A patent represents a powerful intellectual property right, and is an exclusive monopoly granted by a government to an inventor for a limited, pre-specified time. It provides an enforceable legal right to prevent others from copying the invention.

 

Patents can be either process patents or product patents:

  1. A product patent ensures that the rights to the final product is protected, and anyone other than the patent holder can be restrained from manufacturing it during a specified period, even if they were to use a different process.
  2. A process patent enables any person other than the patent holder to manufacture the patented product by modifying certain processes in the manufacturing exercise.

 

Patent regime in India:

India moved from product patenting to process patenting in the 1970s, which enabled India to become a significant producer of generic drugs at global scale, and allowed companies like Cipla to provide Africa with anti-HIV drugs in the 1990s.

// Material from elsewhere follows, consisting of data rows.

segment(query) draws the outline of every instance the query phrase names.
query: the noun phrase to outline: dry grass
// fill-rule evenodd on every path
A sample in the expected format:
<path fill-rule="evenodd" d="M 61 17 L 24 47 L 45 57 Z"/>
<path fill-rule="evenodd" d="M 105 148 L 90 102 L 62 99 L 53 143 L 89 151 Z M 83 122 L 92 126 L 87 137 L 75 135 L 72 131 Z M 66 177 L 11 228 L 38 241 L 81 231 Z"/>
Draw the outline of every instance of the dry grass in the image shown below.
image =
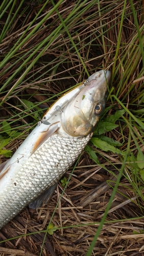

  • But due to obligations arising out of the TRIPS Agreement, India had to amend the Patents Act in 2005, and switch to a product patents regime across the pharma, chemicals, and biotech sectors.

 

What is the TRIPS Agreement?

The TRIPS agreement was negotiated in 1995 at the WTO, it requires all its signatory countries to enact domestic law.

  • It guarantees minimum standards of IP protection. Such legal consistency enables innovators to monetise their intellectual property in multiple countries.
  • In 2001, the WTO signed the Doha Declaration, which clarified that in a public health emergency, governments could compel companies to license their patents to manufacturers, even if they did not think the offered price was acceptable.
  • This provision, commonly referred to as “compulsory licensing”, was already built into the TRIPS Agreement and the Doha declaration only clarified its usage.

 

InstaLinks:

Prelims Link:

  1. What is TRIPS?
  2. Indian Patents Act, 2005.
  3. Patent regime in India.
  4. What is compulsory Licensing?

Mains Link:

Write a note on compulsory Licensing.